When the school building closed on March 13 and teachers and families shifted to remote learning, they had no expectation they would never be able to return. Mary Elizabeth Muir, the school’s principal, said she expected only a two-week break.

But it became apparent as the state stay-out-home order turned into weeks and the weeks turned into months that the school was no longer sustainable. The boards and leaders that oversee the school came to a painful conclusion.

“We weren’t able to create a budget for next year, not one that was viable,” said Muir.

Having to explain the situation to teachers and families over video chat, rather than in person, felt like salt in an already painful wound. Many parents in the school community had lost their jobs and were facing personal and financial upheaval. This only caused more tumult.

“We couldn’t be together. We haven’t been together. So I think it’s very raw,” said Muir over the phone, choking back tears. “We’re never going to do school again together. We’re never going to be together in the way that we were called to be together.”

Jessica Dzielak is being impacted by the closure of All Saints in two ways: She’s been a preschool teacher there for two years, and her daughter is also one of the preschool’s students.

She told HuffPost that she was in a “fog” after she learned of the closure on a Zoom call. Her children could sense her unhappiness, and would discuss how mommy had to find a new job.

“The staff is the best staff I’ve ever worked with,” said Dzielak, who has already found a new position at another local Catholic school, which her daughter will also attend. “It was devastating.”

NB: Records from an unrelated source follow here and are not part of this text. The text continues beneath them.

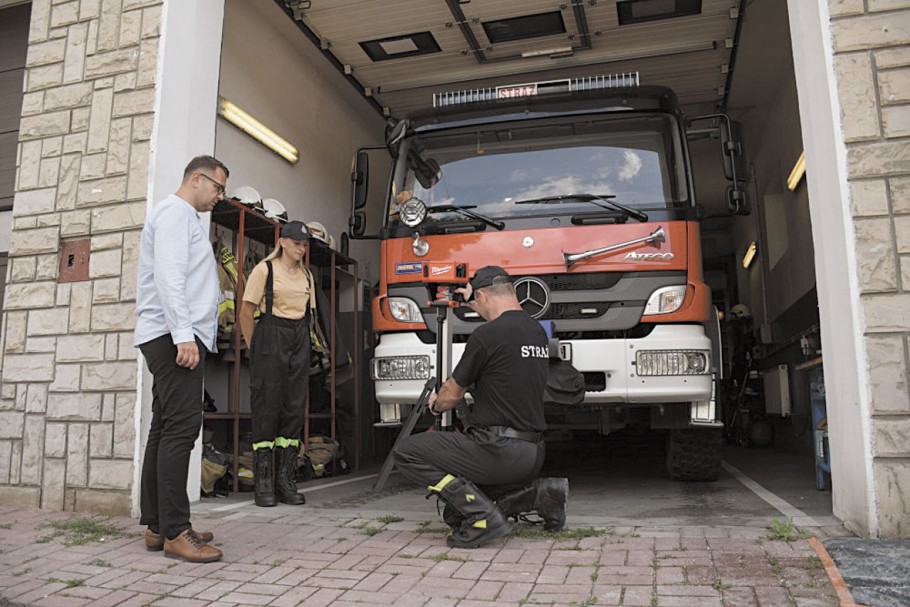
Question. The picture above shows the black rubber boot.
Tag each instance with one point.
(286, 478)
(482, 522)
(545, 496)
(264, 478)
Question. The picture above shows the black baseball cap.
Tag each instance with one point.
(295, 230)
(489, 275)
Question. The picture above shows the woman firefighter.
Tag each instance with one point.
(281, 288)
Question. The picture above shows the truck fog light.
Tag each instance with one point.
(672, 362)
(404, 309)
(400, 367)
(665, 300)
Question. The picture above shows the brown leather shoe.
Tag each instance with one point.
(155, 541)
(190, 548)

Around half of the schools’ approximately 200 students have already been placed in other nearby Catholic schools. While the students’ new schools are making efforts to make sure they will be able to receive the same amount of financial assistance, it’s not guaranteed, said DeAngelo. All Saints’ current students will be finishing the academic year remotely.

Around the country, it’s a similar story in different locations, with a sense that the worst may be yet to come.

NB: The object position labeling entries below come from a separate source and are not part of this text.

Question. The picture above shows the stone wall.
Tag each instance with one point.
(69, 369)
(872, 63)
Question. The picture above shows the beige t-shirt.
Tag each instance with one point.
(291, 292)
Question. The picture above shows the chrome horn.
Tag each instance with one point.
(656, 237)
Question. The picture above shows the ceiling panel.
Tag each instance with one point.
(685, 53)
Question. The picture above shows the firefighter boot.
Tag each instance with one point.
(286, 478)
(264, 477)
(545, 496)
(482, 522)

“The real concern is the people who say they’re coming next year, who registered for the schools. Are they actually going to be able to come is the big unknown,” said Steven Cheeseman, superintendent of schools for the diocese in Bridgeport, Connecticut, which announced in April that it won’t be able to reopen one of its schools, after the pandemic hindered its ability to recruit students.

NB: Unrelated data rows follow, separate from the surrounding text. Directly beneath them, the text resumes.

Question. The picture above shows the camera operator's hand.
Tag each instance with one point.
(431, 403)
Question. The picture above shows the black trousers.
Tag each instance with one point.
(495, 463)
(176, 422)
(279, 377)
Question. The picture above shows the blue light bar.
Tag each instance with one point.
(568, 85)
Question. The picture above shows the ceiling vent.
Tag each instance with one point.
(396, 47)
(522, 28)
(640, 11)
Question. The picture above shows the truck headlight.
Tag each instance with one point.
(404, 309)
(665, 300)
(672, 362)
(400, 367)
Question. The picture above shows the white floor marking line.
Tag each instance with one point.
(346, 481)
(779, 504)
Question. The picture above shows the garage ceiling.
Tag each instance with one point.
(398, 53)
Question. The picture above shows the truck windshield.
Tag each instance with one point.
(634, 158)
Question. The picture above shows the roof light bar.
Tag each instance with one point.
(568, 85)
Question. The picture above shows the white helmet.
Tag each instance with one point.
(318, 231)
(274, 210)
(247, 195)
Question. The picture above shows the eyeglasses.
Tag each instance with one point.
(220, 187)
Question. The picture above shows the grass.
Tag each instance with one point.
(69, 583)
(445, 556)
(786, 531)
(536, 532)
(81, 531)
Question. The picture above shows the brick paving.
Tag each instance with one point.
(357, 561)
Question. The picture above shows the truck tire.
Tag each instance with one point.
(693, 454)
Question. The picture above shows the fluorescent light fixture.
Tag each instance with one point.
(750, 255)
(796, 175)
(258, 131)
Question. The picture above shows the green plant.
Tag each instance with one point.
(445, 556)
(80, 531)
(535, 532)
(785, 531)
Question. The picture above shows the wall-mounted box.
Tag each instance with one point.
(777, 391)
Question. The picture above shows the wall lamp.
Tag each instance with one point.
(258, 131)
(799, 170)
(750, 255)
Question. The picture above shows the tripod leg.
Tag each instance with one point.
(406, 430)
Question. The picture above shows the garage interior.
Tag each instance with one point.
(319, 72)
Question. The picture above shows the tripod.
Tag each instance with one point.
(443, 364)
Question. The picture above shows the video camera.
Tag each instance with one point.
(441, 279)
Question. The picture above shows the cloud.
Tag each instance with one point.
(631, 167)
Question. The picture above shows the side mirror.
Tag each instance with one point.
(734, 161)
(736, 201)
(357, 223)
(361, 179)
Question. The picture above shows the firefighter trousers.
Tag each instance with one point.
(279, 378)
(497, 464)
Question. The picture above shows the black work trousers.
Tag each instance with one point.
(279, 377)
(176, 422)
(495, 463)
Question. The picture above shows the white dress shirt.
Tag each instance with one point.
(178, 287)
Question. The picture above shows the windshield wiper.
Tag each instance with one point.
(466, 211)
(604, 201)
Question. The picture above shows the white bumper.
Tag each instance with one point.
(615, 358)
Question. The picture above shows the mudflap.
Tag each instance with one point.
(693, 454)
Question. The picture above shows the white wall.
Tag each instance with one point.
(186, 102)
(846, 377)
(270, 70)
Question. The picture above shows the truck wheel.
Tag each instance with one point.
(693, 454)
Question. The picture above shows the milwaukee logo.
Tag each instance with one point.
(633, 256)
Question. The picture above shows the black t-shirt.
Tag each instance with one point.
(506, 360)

One school in Allentown, Pennsylvania, had already been suffering from declining enrollment and sustaining the school was increasingly cutting into its parish’s savings. Then the coronavirus hit, and “weekly collections over the past eight weeks have been far less than could support the school,” Matt Kerr, secretary for external affairs for the Diocese of Allentown, said in an e-mail. The diocese announced the closure in April.

Mears speculated that 100 closed schools is likely an underestimate, and that the number of permanent closures will grow in coming months.

“I would hate for our country to lose a great source of education,” she said.